The Seattle-headquartered tech giant said in a blog post that it is setting up a new “Development Center” to support Amazon Scout, which is a fully electric autonomous delivery robot that is being tested in four U.S. locations.
Two dozen engineers will be based at the Amazon Scout Development Center in Helsinki initially, the company said, adding that they will be focused on research and development.
One of their main aims will be to develop 3D software that “simulates the complexity of real life” and ensures “Scout can navigate safely while making deliveries,” Amazon said.
“The Amazon Scout team in Helsinki will grow over time,” Amazon said. “We’re now hiring engineers who are at the forefront of robotics and autonomous systems technology.”
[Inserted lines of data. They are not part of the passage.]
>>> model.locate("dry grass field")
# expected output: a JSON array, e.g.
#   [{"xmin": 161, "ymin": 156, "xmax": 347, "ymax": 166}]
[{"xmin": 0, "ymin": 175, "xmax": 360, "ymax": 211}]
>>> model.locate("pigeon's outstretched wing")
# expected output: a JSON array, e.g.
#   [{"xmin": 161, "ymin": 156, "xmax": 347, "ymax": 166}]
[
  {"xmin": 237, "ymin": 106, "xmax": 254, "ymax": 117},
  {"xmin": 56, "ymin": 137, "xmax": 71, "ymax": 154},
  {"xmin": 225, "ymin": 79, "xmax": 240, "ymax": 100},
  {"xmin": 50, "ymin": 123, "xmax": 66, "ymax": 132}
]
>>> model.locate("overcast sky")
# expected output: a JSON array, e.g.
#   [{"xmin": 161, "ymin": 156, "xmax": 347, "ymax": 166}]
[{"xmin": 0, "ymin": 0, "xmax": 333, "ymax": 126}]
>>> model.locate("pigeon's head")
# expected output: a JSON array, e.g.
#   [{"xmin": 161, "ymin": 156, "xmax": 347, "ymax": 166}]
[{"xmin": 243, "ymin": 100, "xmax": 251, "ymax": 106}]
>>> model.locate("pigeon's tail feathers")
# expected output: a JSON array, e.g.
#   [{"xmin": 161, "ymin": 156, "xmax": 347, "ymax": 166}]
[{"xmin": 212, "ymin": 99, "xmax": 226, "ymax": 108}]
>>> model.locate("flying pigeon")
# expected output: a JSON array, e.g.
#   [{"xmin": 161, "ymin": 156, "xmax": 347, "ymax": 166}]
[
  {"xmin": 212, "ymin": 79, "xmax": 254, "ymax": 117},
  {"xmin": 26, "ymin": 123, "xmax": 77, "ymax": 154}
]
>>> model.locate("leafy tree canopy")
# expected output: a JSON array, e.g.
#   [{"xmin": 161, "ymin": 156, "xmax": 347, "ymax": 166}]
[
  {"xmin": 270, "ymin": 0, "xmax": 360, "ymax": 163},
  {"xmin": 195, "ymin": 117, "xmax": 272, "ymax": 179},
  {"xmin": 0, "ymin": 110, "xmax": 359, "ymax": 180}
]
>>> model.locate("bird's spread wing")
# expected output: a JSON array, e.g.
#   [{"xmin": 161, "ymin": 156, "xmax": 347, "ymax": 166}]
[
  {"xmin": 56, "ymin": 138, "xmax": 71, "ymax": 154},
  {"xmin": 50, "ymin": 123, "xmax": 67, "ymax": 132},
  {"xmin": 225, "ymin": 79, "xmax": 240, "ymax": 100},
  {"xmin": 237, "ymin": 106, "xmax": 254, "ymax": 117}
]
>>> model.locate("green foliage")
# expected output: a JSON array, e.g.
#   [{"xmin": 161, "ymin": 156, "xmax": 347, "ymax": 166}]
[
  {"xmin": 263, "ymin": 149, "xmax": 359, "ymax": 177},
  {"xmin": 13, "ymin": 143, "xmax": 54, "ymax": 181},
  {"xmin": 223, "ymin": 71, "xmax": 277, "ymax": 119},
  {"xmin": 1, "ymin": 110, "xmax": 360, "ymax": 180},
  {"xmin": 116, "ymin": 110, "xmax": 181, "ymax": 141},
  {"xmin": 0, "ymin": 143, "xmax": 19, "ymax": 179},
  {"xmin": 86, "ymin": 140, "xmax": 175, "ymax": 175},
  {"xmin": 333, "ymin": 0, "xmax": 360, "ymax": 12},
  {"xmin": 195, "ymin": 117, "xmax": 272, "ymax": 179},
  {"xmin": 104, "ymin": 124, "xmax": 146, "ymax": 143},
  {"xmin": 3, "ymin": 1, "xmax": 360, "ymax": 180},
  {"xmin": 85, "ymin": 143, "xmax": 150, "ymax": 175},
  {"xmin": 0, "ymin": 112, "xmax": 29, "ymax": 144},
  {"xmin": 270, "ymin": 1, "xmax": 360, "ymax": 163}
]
The launch of the new development center in Helsinki comes half a year after Amazon reportedly acquired local 3D modeling firm Umbra, which also has offices in the U.S. and the Asia-Pacific region, according to LinkedIn. Founded in 2006, Umbra reportedly raised $3.4 million from investors before it was acquired.
“Umbra empowers 3D graphics designers and engineers to create, optimize, share and view their designs in real-time on virtually any device,” Umbra writes on its LinkedIn page. “As the established gaming industry standard in graphics optimization for more than a decade, Umbra is now redefining rapid visualization for all industry ecosystems utilizing complex 3D models.”
Amazon did not immediately respond when CNBC tried to confirm the acquisition.
It’s not uncommon for Amazon to start up in a new city following a local acquisition. Indeed, the company set up a presence in Cambridge, U.K., following the acquisition of AI start-up Evi Technologies. Amazon in the U.K. started with the acquisition of Bookpages, which is why Amazon was based in the English town of Slough for many years.
Amazon said the development center in Helsinki will work alongside Amazon staff at the Amazon Scout R&D lab in Seattle, as well as teams in Tubingen, Germany and Cambridge where Amazon has been developing delivery drones for several years.
Roughly the size of a small cooler, Amazon Scout vehicles can transport small packages along sidewalks at walking pace.
Delivery robots are widely seen as a potentially useful asset in last mile delivery but they could also replace hundreds of thousands of jobs. They’re also being developed by Starship Technologies, which was set up in 2014 by Skype co-founders Janus Friis and Ahti Heinla.
In January, Starship said that its robots have completed 1 million deliveries in countries including the U.K., the U.S., Estonia and Germany.